The insurer announced the closing of the deal, which was made for $4 billion.
The Allstate Corporation recently announced the closing of its acquisition deal for National General Holdings Corp, for $4 billion.
This new purchase is the latest in a number of strategic moves being made by the insurance company.
“The acquisition of National General advances our strategy of growing personal lines insurance with an increase of 1 percentage point in market share. Independent agents will now have more protection offerings for customers, with a strong technology platform creating growth opportunities for them and Allstate. National General’s accident and health business will also further expand Allstate’s circle of protection,” said The Allstate Corporation president, CEO and chair, Tom Wilson.

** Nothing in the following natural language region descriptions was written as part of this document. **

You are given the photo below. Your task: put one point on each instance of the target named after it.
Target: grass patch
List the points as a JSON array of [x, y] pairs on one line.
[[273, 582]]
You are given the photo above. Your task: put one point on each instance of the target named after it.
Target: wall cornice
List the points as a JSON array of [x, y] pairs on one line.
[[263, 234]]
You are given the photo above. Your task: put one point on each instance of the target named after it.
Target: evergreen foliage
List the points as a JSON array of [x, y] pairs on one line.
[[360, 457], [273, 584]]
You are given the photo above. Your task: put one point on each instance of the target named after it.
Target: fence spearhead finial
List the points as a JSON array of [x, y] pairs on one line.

The insurance company has stated that it intends to release additional information about this recent acquisition on February 4, 2021, during Allstate’s quarterly earnings call. That said, it is already know that this is only one of several strategic moves the company has been making over the last few years – and that it will continue to make – in an increasingly competitive environment.
With the closure of the $4 billion cash deal, National General shareholders will receive $32 per share, in addition to about $2.50 per share in dividends. This will provide them with a total of $34.50 per share that they hold.

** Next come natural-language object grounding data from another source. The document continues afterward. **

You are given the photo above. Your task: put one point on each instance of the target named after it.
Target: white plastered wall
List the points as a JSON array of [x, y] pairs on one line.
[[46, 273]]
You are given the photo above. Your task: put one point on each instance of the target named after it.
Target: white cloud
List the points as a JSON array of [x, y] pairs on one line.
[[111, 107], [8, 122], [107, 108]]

The company’s 2019 gross premiums were $5.6 billion, with an operating income of about $319 million that year. This was generated from a spectrum of property-liability coverage products, including “non-standard” auto insurance.
According to Allstate, this move will also help to strengthen its independent agent businesses. National General has 42,000 independent agents of its own, selling property-casualty products. It will also raise the insurer’s own personal lines premiums by $4 billion and raise its market share by over 1 percent, to bring it to 10 percent total.
The National General Holdings Corp board in New York City had already approved the deal to be acquired by Allstate. Moreover, no less than 40 percent of its voting shares also committed to the deal’s approval.